Steve Martin Saved The Jerk's Script With A Single Sentence
In modern parlance, a jerk refers to a cruel, mean-spirited, or hateful person. In 2022, "jerk" is synonymous with "bully" or "a**hole." In 1979, however, when director Carl Reiner, Steve Martin, and screenwriters Carl Gottlieb and Michael Elias were making their comedy film "The Jerk," the word referred to a fool or a buffoon, someone who was clueless. Navin R. Johnson, Martin's character in "The Jerk," is most certainly clueless, seemingly unable to fully perceive the world around him. In a long tradition of well-meaning comedic fools, Navin sees the world as a glorious place, even as he encounters crime and horror. He is a modern-day Candide, fecklessly roaming the countryside, hastily discovering success and love, then just as quickly losing them through his own hubris and idiocy. In his book "Born Standing Up: A Comic's Life," Martin himself compared "The Jerk" to Dostoyevsky's novel "The Idiot."
It takes a very careful balance to play a character like Navin. He needs to be clueless to the point of insensitivity, and dumb enough for audiences to understand his inability to care for himself, but he also needs to be just likable enough for people to root for him. Not like him, necessarily, but root for him.
In a 2019 oral history of "The Jerk" published by Consequence, Gottlieb talked about how much workshopping his script required before it clicked into place. Evidently, there was an extended period when "The Jerk" didn't quite have an "entry point" for Martin or for audiences to gain ingress. After a great deal of time spitballing ideas with Elias and Reiner, Gottlieb revealed that it was Martin who finally provided them with their handle.
Navin's family
As it happened, when Martin was on stage performing standup comedy, he often had a single line in his back pocket that he would always use to win back an audience he found himself losing. That comedy "spare" was enough to get "The Jerk" rolling.

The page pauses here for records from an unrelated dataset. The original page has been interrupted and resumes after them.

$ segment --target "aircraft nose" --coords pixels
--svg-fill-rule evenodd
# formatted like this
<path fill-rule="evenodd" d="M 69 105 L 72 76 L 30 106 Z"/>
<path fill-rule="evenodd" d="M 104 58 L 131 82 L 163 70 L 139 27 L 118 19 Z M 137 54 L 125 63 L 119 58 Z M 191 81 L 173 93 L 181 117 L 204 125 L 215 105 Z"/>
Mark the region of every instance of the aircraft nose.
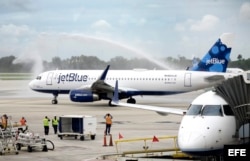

The opening of "The Jerk" finds Navin living at home with his adopted family, Black sharecroppers who felt they never had to explain the white Navin's adopted status to him. Navin is so imperceptive, however, that he assumes that he too has always been Black. Playing into jokes about racial stereotypes, Navin's family all have wonderful musical rhythm while Navin does not. It's not until he hears a bland, Lawrence Welk-ready version of "Crazy Rhythm" from the 1928 musical "Here's Howe" does he realize that he can indeed snap his fingers along to music. Bland, boring "white guy" music.
This entire introductory sequence was inspired entirely by Martin's "run dry" standup line. As Gottlieb tells it, the process was stymied until Martin save things. He begins:
"There was no idea. We sat there everyday. We had a nice little office in the writers building right on the Paramount lot with a couple new pencils and yellow pads and we'd go into work every morning and look at each other and say 'Well, what about...' And then a couple of weeks went by and we didn't have anything."
I was born ...
Gottlieb continued:
"And then Steve one day said, 'Y'know, there's a line in my act that always gets a laugh, even if the act isn't doing that well.' I said 'Well, what's the line?' He says 'I was born a poor Black child.' So, that landed in the room with significant impact. And we said, 'Wow. But what if you were? What would that be like? Steve Martin as a poor Black child?'"
The central gag was blunt but was considered quite hilarious. It also gave Navin an arc, allowing the tale to blossom into the full-bore "Candide" riff that it was. Navin was seen at home, getting sage advice from his father (Richard Ward from "Across 110th Street" and "Mary Hartman, Mary Hartman") and affection from his mom (Mabel King from "What's Happening!" and "The Wiz"). Upon hearing horribly bland lounge music, he finds that he needs to leave home and experience the world. His family knows that he is likely doomed, but let him live his dreams. The story then follows Navin to an inglorious job at a gas station, into the arms of the staggeringly tolerant Bernadette Peters, and into untold wealth after his invention of a nose clip that holds one's glasses onto faces.
By the end of the film, Navin has lost everything and is living on the street. "I have two things. My friends, and my thermos." It will be Ward and King who find him destitute, and who take him home. It turns out, they were wise investors and were able to build a large home for themselves. This is, as Voltaire would say, the best of all possible worlds.